This is Important
Writing a great story is big task and a big ask – of yourself. How do the greats do it?
I started writing many years ago, shortly after starting I realised that I had a big problem with getting going, keeping going and finally ending the story. I thought it was all about plugging away at the keyboard and finally a story would emerge. Maybe you’ve tried this and discovered that this way of writing doesn’t get you anywhere. In fact it creates a mess that is hard to clear up.
That’s when I realised I needed to learn something about writing stories. I hit the books and bought and read any book I could find on writing. I learned a lot. Then I put it into practice and things started to fall together.
I write stories now. If I begin a story and it doesn’t seem to work, I know something is missing so I look a bit deeper into what my protagonist is doing and ask him or her questions.
How you write your Story matters to your reader
Your protagonist, believe it or not, will help you write your short story, novel or any piece that you are tackling.
The main character in any story has an intimate relationship with the writer. You need to know how they act in any given situation by getting to know them – very well. Knowing that your main character is a detective or an underdog faced with an adversary to overcome is not enough information. It is important to know who they love and who they hate and why.

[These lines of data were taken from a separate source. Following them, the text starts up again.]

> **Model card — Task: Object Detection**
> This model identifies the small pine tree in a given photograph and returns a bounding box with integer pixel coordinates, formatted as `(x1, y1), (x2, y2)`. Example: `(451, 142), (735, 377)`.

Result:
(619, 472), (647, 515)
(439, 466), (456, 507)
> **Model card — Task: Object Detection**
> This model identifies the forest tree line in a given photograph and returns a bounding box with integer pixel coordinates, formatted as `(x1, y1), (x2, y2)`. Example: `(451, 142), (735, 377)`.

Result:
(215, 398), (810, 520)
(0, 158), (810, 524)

Your character will have fears; fears show the deep side of the main character’s life – that deep psychology that motivates a human being. Go deep and ask questions about your character and you will discover motivations that create action in the story. A detective chasing a baddy that has no inner life is a set-up for an action thriller of the lowest and most boring standards. It will force the writer to write repetitious crap.
Create Cause and Effect Scenes
Knowledge about your character will allow you to write a story with “cause and effect” scenes. It will also give you the power to overcome the problem of passive character actions; where the main character or hero reacts to action rather than acts against it. Create friction that comes from main character actions and decisions. Depth of character makes great reading.

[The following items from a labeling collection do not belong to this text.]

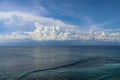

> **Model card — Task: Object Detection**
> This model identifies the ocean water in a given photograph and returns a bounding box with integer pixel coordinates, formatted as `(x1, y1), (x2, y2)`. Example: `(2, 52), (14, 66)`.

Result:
(0, 46), (120, 80)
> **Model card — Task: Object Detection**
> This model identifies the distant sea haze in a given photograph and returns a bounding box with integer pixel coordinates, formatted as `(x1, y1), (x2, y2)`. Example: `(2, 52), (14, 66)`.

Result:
(0, 45), (120, 80)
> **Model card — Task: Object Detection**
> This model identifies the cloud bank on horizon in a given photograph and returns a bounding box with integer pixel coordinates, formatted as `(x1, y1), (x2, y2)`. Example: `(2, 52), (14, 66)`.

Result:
(0, 0), (120, 43)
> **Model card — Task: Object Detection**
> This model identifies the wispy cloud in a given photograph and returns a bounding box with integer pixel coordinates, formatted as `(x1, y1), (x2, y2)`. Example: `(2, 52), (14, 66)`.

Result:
(0, 12), (120, 42)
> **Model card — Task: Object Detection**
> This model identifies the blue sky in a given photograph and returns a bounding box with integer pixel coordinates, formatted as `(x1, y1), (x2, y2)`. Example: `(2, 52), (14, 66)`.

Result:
(0, 0), (120, 45)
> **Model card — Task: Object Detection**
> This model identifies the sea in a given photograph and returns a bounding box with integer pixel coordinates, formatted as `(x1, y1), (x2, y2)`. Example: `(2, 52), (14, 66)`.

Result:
(0, 46), (120, 80)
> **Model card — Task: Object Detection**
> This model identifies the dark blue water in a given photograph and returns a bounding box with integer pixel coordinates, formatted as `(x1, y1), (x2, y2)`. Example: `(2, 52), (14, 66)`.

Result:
(0, 46), (120, 80)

Cause and Effect will move a story forwards. A character that has depth of psyche will act like a real hero.
If you are having problems choosing who your character is then take a look at Archetypes. These are typical “make-ups” of Hero characters taken from Mythology. It doesn’t take long to read or skim through the stories of ancient Greece and Rome. You’ll see it when you find it.

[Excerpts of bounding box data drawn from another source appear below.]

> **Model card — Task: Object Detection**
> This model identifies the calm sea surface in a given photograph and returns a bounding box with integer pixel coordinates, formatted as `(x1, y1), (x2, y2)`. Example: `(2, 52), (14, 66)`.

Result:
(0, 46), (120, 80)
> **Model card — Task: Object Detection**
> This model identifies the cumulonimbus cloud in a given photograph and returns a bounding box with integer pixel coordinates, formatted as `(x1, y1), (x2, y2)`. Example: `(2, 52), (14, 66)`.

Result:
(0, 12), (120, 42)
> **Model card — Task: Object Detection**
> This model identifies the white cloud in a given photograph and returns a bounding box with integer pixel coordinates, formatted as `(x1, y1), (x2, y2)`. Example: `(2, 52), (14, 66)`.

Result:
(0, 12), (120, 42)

Think about films and books where the characters are Archetypes from Mythology. The Godfather is an all-powerful man directing his people and family. Their loss and fortune hangs on his words. He is like a god who punishes or helps all depending on whether you help further his cause or not.
The underdog or lovable loser is found in many Hero stories of Mythology.
When you write your character make sure that you are a real sadist. Kurt Vonnegut said this about writing, he was right because the worse circumstances bring out the best in a resilient and resourceful character and that’s where story really happens – in the action that is meaningful and threatens to destroy the main character’s life.
[bctt tweet=”Be a Sadist. No matter how sweet and innocent your leading characters, make awful things happen to them-in order that the reader may see what they are made of.”]
Know the rules of writing Fiction
Write a lot and then some more. This is how you learn about writing and about you as a writer. A day will come when you realise that you can tackle a writing project without sweating the small stuff. That’s when you’ve internalised the rules that you have found on the way.
When you really understand a rule, you realise that it isn’t written in stone. Then you can adapt it, make it your rule, use it in the wrong place and make it work. There are no rules in writing, just ideas that writers discover on the journey through.
Work with these ideas (Rules) and watch your Story writing skills get better and better.
Start as close to the action as possible.
Let the reader know who all of the characters are at the beginning, not half way through the book.
Know your Characters – especially the Main Character. Know their personalities and their deeper characters and you will always have something interesting to write about them, they will always tell you what’s going to happen next.
Always write to please yourself. If you hate the story don’t write it because you’ll never finish it.
Write all ideas down when they come to mind; keep a notebook with you, be professional and hone every aspect of your craft by taking it seriously. Ideas not recorded float away into the ether.
Don’t force a situation to happen in your story; if it’s plausible your character will express it truthfully and not as if the author wanted this thing to happen.